Abstract
Background
Non-invasive liquid biopsies of circulating tumor DNA (ctDNA) is a rapidly growing field in the research of non-small cell lung cancer (NSCLC). In this study, factors affecting the concordance of mutations in paired plasma and tissue and the detection rate of ctDNA in real-world Chinese patients with NSCLC were identified.
Methods
Peripheral blood and paired formalin-fixed paraffin-embedded tumor tissue samples from 125 NSCLC patients were collected and analyzed by sequencing 15 genes. Serological biomarkers were tested by immunoassay.
Results
The overall concordance between tumor and plasma samples and the detection rate of somatic mutations in ctDNA was 69.2% and 78.4%, respectively. The concordance and detection rate raised with clinical stage were stage I: 14.3%, 14.3%; stage II: 53.3%, 60.0%; stage III: 71.4%, 78.1%; stage IV: 74.1%, 85.2%. With increased tumor diameter, the concordance and detection rate raised from 33.33% to 71.64% and 33.33% to 80.8%, respectively. For patients with partial response, stable disease, progressive disease, and who were treatment-naïve, the concordance and detection rates were 0.0%, 62.7%, 75.2, 73.6%, and 16.7%, 61.9%, 83.3%, 86.5%, respectively. Serological markers: CEA, CA125, NSE, and CYFRA21-1 were significantly higher for patients with detectable somatic alterations in ctDNA than in those who were ctDNA negative (17.08 ng/mL vs. 3.95 ng/mL, 21.63 U/mL vs. 18.27 U/mL, 17.68 U/mL vs. 14.14 U/mL, and 6.55 U/mL vs. 3.81 U/mL, respectively).
Conclusion
Advanced-stage, treatment naïve or poor therapy outcome, and large tumor size were associated with a high concordance and detection rate. Patients with detectable mutations in ctDNA had a higher level of carcinoembryonic antigen, CA125, NSE, and CYFRA21-1.
Introduction
Lung cancer is the leading cause of cancer incidence and mortality worldwide. 1 Non-small cell lung cancer (NSCLC) is the most common type, accounting for approximately 85% of all lung cancer cases. 1 Targeted therapy 2 and immunotherapy 3 have shown remarkable effectiveness in increasing the survival of patients with NSCLC. Accurate identification of predictive somatic alterations is crucial for screening targeted drugs and advancing the understanding of treatment-induced tumor evolution. Tumor tissue is recommended for pathologic diagnosis and molecular testing. 4 However, there are approximately 30% of NSCLC patients could not obtain sufficient tissue for subsequent molecular analyses. 5 Testing circulating tumor DNA (ctDNA) isolated from peripheral blood has been shown as a complement to routine tissue-based diagnostic and a feasible means of identifying acquired resistance mechanisms. It could identify actionable tumor mutations at the time of diagnosis or recurrence of patients with advanced lung adenocarcinoma. Therefore, the non-invasive option, also known as liquid biopsy, is recommended in the College of American Pathologists (CAP) and the International Association for the Study of Lung Cancer (IASLC) guidelines. 6 However, the sensitivity of ctDNA detection and concordance to tumor tissue are so compromised to be restricted to use in clinical practice. It has been reported that the false-negative rate of a ctDNA test was up to 30%. 6 Therefore, it is essential to screen out the patients who would benefit from liquid biopsy.

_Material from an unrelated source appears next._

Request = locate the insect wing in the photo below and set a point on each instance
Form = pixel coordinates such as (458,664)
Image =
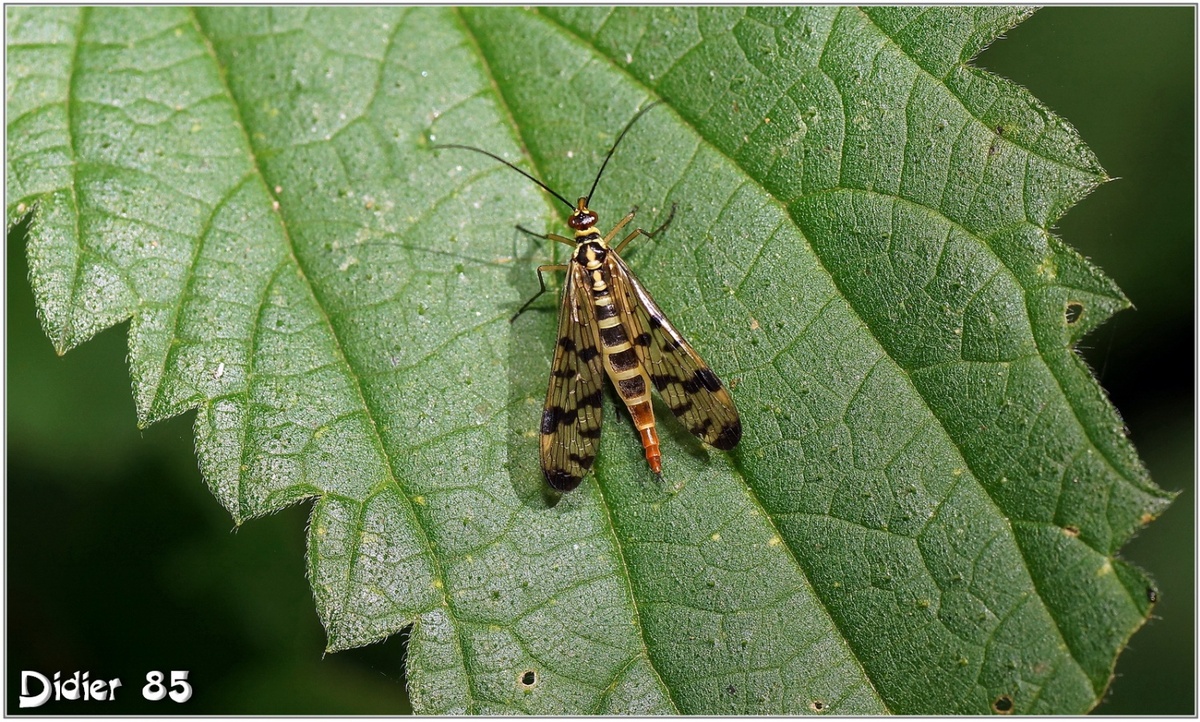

Protein markers in serum, such as carcinoembryonic antigen (CEA), carbohydrate antigen 19-9 (CA19-9), carbohydrate antigen (CA125), cytokeratin 19 fragment (CYFRA21-1), and neuron-specific enolase (NSE) have been used conventionally in predicting the therapeutic effect and prognosis of NSCLC.7,8 Many studies have explored the integration of genomic mutations and protein markers in peripheral blood that could improve the NSCLC diagnosis.9,10 However, there are few reports about their correlations. In this real-world study, the genomic profile of patients with NSCLC and the concordance of variants in paired plasma and tissue samples was identified, and the relationship between clinical characteristics and the genomic variants in ctDNA was analyzed.
Patients and methods
Study participants
A total of 125 NSCLC patients from Peking University Cancer Hospital & Institute were enrolled from March 2017 to September 2020. Clinical features including sex, age, smoking history, tumor size, onset location, pathological subtype, and clinical stage were documented. Written informed consent was obtained from the participants in the study. This study was approved by the medical ethics committee of the Peking University Cancer Hospital & Institute (2016XJS01) and was conducted according to the Declaration of Helsinki Principles.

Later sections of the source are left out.